- Malcolm
- Coordinates: 28°56′11″S 121°30′50″E﻿ / ﻿28.936478°S 121.513978°E
- Country: Australia
- State: Western Australia
- LGA: Shire of Leonora;
- Location: 852 km (529 mi) north east of Perth; 19 km (12 mi) east of Leonora;
- Established: 1897

Government
- • State electorate: Kalgoorlie;
- • Federal division: O'Connor;
- Elevation: 371 m (1,217 ft)
- Postcode: 6438

= Malcolm, Western Australia =

Abandoned town in Western Australia

Malcolm is an abandoned town located between Leonora and Laverton in the Shire of Leonora in the Goldfields-Esperance region of Western Australia. It was also known as Mount Malcolm.
Gold was discovered in the area in 1895, and in 1896 the local provisional committee lobbied the government to perform a survey and declare a townsite.
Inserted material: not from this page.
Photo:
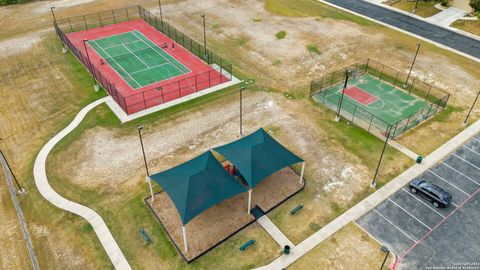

The town had six stores, three hotels and two bakeries at this time. The townsite was gazetted in 1897. In 1900 the town was incorporated and had kerosene street lights and a swimming pool. In 1903 over 200 buildings were located in town and the population had reached 450. By 1904 the town had a population of 400 along with six hotels and a brewery.

The town derives its name from a geological feature located just outside the town called Mount Malcolm, which was named by John Forrest while he was exploring in 1869. Forrest had named the feature after his friend and fellow explorer Malcolm Hamersley.

The total area of the town was 1 mi2. The town was also the centre of the Mount Margaret goldfield.

Malcolm was a stop on the Kalgoorlie to Leonora railway line and the junction for the branch line to Laverton.